Unfortunately, NEAD fits their bill, as evidenced by information in their most recent annual report:
(1) more than 90% of their funding comes from the Department for International Development (see page 17 of the report)
(2) they seek to influence policy, e.g. on page 7:
We will also call for ACTIONS to be taken to affect policy-making agendas, encourage pupils’ political and social engagement, increase involvement with and understanding about new and marginal communities, and to demonstrate understanding of our interconnectedness and the importance of our values and perceptions.'

They are also treading on thin ice as far as the Education Acts are concerned.  These specifically make political indoctrination an offence, and they provided the basis for a legal action taken against a thinly-disguised political DVD on climate featuring the American politician Al Gore. 


Standing on actual or virtual platforms to broadcast your concern for others and demand ‘action’ does not provide any magic to prevent you, in the end, making everyone worse off, not least the very people you wished to help in the first place.  You still have a responsibility to do research and check, check, and check again with good data as opposed to good intentions, or the projections of feeble models of the climate.  I think development groups in general, and NEAD in particular, would do well to steer clear of the clamour around 'climate change due to humanity'.  They may well see some short-term advantage in it, but that will change very rapidly indeed when sufficiently many people have seen through the weak science and strong PR that underpins it.  Such as the people who contribute to this site on the topic of 'eco-imperialism'.

That would help adults work on real problems, including those of world development, and perhaps give more children a chance to enjoy their childhood without being pushed prematurely, and without anything like adequate justification, into either anxiety or political action.               

Footnote 1 (added 26th March).  The survey was not a random sampling of any kind.  From the report:
'School Report invited the 804 schools, signed up to the project in the relevant period to take part, 329 did so.
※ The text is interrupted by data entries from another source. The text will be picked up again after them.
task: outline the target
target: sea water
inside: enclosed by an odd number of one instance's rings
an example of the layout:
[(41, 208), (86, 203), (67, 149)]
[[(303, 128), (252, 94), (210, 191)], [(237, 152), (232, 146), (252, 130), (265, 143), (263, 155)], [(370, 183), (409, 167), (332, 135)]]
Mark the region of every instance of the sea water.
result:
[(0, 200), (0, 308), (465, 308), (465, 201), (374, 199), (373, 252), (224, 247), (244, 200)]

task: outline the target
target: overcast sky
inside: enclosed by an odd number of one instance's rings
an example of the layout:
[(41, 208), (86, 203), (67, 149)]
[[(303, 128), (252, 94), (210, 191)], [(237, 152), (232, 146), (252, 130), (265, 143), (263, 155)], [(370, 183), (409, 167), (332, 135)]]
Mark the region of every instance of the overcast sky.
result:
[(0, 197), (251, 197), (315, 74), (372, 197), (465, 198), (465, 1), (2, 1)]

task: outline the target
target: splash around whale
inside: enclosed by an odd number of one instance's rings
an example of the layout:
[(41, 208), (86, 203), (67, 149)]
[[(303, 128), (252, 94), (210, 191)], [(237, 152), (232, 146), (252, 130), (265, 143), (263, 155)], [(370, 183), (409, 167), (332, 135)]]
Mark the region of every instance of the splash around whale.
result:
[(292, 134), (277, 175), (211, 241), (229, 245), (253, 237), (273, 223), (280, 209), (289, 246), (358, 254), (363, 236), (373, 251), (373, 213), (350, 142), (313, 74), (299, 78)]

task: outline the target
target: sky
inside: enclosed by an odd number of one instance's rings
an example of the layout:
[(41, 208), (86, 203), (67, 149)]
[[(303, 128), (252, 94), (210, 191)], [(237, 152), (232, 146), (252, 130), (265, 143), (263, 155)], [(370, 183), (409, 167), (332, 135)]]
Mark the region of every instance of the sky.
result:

There was no maximum or minimum limit to the number of children at each school that could take part. The average participation rate was 73 but figures ranged from 1 to 7841. There is no claim that those responding to the School Report Survey are representative of all 11-16 year olds because of self-selecting nature of the schools that take part and the sample of children therein. However there is some evidence that the schools taking part in School Report are broadly representative of schools across the UK and that those taking part in the Survey are representative of that group2.' 

Footnote 2 (added 27th March).  That as many as 50% of secondary-age children have this melodramatic view of climate variation has not been established by this survey, in view of the self-selection involved (by schools, and by pupils within them).  It only shows that some children in some schools have this view, although the authors of the report indicate that they find it plausible that the national figure could be somewhat similar.
Footnote 3 (added 28th March).  An opinion poll reported on today (http://www.mirror.co.uk/news/top-stories/2011/03/25/old-men-in-midlands-are-the-biggest-climate-sceptics-115875-23013783/): 'A poll for this week’s Climate Week also found 45% of the younger generation think climate change is man-made but only 26% of people close to retiring age agree.'.